If you don't delete records from your tables, offset pagination is as correct as keyset pagination (with the same caveats, covered below). Except, as you'll see, you have fewer tools for fixing corner cases.

Keyset pagination

Instead of counting offsets, keyset pagination uses a compound cursor. Here's what that looks like:

select * from users 
where (updated_at, id) > ('2025-01-01', 123)
order by updated_at asc, id asc
limit 20;

It's called keyset pagination because the comparison is a set of keys (i.e. (updated_at, id)).

Compound cursor

Using a compound cursor allows you to produce a "total order" of your table. This means these properties:

Every row has a unique position in the sort order
The position of a row only changes if the sort field of the row is modified
Insertions and deletions of other rows don't affect the relative ordering

You can sort and traverse by a single column, but it must be unique. updated_at is not safe to use on its own, as many rows can have the same updated_at value. If 1000 rows all have the same updated_at value and your page size is 100, there is no way for you to traverse the rows safely.

Traversing

To traverse a table using keyset pagination, you'll need to keep track of the last row's cursor values from your previous query.
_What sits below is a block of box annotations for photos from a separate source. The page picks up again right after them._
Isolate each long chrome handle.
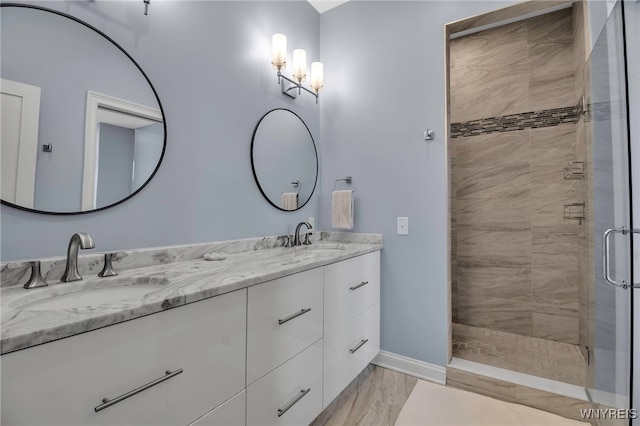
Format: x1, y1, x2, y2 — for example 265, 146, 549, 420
94, 368, 183, 413
349, 339, 369, 354
278, 388, 311, 417
602, 227, 640, 289
278, 308, 311, 325
349, 281, 369, 290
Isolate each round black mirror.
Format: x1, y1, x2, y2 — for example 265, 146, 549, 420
251, 108, 318, 211
0, 3, 166, 214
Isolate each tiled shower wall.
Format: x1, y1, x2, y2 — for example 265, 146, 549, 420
449, 9, 585, 343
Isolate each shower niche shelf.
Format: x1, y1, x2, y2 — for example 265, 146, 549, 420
564, 203, 585, 225
564, 161, 584, 180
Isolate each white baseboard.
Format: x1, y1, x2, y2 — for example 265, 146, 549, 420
371, 351, 447, 385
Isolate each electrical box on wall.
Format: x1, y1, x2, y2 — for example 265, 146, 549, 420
397, 217, 409, 235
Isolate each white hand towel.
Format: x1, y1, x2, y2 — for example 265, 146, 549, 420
282, 192, 298, 210
331, 190, 353, 229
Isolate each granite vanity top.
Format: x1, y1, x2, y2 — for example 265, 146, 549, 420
0, 233, 382, 354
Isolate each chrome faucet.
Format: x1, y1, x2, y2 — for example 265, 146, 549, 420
60, 232, 95, 283
293, 222, 313, 247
Here's how it works:

Initial query (first page):

select * from users
order by updated_at desc, id desc
limit 20;

Subsequent pages (going forward):

select * from users
where (updated_at, id) < (last_updated_at, last_id)
order by updated_at desc, id desc
limit 20;

Going backward:

select * from users
where (updated_at, id) > (first_updated_at, first_id)
order by updated_at asc, id asc
limit 20;

The key is to always include all columns in both the where clause and the order by.

See below for how to wrap an HTTP API around this.

Handling deletions and modifications

Keyset pagination handles deletions gracefully.

However, if a row's sort key changes, the row might appear twice or be skipped.

If a row's sort key can only be incremented (e.g. updated_at), it may appear twice over the course of pagination. It might be read once early on, then "bumped up" to the top of the table, and read again near the end.

If you're doing a one-time sweep of a table and want to avoid seeing a row twice, one easy solution is to start your pagination by first grabbing a max keyset cursor:

select updated_at, id 
  from users 
  order by updated_at desc, id desc 
  limit 1;

Then, you can paginate from the beginning of the table up to the max, as opposed to the end of the table. (This will, of course, mean your process will miss all inserts and updates that happened during pagination.)

If a row's sort key can be decremented (like priority fields or scores), it may be skipped during pagination. However, these kinds of sort columns are uncommon to use for traversal.

Designing interfaces around keyset pagination

Keyset pagination doesn't have the same concept of pages that offset/limit does. Showing the classic pagination component doesn't really make sense:

With offset/limit, the link for "7" maps to offset = (page_size * (7 - 1)). But with keyset pagination, we don't have this concept.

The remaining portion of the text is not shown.